The whole passage belongs naturally enough to Samson: but obviously here, as well as in the blindness, the poet is already thinking of himself. So again, when Samson proceeds to speak of being

"exposed To daily fraud, contempt, abuse, and wrong,"

one can scarcely miss a reference to the daughters who purloined and sold the blind father's books. When the soliloquy draws to an end the Chorus, men of his tribe, come to visit Samson. Not even Milton ever made the arrangement and sound of words do more to enforce their meaning than he does in this wonderful opening chorus—

{233}

"This, this is he; softly a while;
Let us not break in upon him.
O change beyond report, thought, or belief!"

They chant their inevitable wonder at the contrast between what Samson was and what he is.

"O mirror of our fickle state,
Since man on earth, unparalleled!
The rarer thy example stands,
By how much from the top of wondrous glory,
Strongest of mortal men,
To lowest pitch of abject fortune thou art fallen."
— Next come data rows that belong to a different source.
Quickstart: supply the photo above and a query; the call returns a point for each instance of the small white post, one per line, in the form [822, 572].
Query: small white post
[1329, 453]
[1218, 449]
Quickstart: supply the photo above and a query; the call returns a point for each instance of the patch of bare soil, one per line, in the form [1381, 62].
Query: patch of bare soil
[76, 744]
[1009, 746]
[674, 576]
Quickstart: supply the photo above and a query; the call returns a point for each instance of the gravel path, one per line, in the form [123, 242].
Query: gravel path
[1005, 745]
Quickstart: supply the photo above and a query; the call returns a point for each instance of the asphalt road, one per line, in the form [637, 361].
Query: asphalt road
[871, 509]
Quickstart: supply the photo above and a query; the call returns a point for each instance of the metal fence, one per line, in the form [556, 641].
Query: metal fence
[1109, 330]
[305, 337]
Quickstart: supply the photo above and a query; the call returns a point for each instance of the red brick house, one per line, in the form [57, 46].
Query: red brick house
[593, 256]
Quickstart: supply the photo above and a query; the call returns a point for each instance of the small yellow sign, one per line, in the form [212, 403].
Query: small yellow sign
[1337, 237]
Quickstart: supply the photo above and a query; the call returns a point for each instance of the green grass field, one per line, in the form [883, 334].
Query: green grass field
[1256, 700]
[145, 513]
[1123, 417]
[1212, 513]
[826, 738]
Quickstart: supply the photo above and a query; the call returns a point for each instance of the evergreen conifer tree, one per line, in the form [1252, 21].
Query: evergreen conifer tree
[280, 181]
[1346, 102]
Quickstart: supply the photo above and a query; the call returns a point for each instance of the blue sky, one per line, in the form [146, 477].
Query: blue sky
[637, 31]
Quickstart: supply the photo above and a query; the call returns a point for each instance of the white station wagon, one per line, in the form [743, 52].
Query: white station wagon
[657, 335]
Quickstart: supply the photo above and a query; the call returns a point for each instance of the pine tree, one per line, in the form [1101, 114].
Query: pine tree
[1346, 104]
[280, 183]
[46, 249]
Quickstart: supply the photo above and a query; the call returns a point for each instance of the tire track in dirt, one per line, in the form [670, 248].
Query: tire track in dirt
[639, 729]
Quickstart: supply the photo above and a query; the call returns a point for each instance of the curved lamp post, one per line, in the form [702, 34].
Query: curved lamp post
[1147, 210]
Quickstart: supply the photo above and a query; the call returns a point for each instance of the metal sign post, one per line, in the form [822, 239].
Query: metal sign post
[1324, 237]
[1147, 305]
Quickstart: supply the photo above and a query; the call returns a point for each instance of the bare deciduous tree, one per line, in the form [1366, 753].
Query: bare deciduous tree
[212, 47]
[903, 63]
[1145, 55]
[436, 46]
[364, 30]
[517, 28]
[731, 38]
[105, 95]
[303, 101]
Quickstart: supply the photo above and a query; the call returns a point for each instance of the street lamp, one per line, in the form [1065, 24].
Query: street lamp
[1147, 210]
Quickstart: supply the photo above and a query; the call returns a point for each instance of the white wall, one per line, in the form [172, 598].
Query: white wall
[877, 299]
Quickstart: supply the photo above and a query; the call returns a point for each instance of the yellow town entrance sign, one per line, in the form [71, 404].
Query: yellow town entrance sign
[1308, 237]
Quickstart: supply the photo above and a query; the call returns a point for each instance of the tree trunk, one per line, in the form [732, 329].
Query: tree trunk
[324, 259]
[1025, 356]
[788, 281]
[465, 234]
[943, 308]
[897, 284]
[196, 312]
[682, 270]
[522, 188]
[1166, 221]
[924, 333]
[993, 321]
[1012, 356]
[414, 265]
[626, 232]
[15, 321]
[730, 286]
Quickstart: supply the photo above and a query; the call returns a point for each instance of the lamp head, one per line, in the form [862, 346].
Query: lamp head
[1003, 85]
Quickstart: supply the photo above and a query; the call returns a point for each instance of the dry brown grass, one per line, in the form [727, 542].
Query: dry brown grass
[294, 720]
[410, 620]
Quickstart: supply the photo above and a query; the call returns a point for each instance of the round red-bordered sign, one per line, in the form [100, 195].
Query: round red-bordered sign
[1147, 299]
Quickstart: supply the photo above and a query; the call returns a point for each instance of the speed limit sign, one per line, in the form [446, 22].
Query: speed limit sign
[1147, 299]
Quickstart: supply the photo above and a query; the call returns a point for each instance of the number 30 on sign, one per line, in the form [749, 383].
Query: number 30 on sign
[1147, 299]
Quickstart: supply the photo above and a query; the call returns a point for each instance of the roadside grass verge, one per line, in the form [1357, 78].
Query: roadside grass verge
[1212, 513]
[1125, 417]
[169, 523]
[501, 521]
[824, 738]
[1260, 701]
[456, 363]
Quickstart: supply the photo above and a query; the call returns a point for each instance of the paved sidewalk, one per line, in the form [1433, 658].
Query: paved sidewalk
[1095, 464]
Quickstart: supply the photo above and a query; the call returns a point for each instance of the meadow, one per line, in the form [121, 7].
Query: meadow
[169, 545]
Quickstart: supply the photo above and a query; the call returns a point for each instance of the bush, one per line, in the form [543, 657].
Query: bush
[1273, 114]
No reader of Greek can fail to be reminded of more than one chorus in the Oedipus of Sophocles—

io geneai broton hôs hymas isa chai to mêden zôsas enarithmô—

"Alas, ye generations of men, how utterly a thing of nought I count the life ye have to live! For what man is there who wins more of happiness than just the seeming and after the semblance a falling away. With thy fate before mine eyes, unhappy Oedipus, I can call no earthly creature blest." Here and there, as in this passage, the parallel is very close. But Milton's genius is too great and self-reliant for mere imitation. He sometimes recalls the very words of Greek poets as he {234} does those of the Bible: but that is not because he is artificially imitating either, but because he has assimilated the spirit of both and made them a part of himself.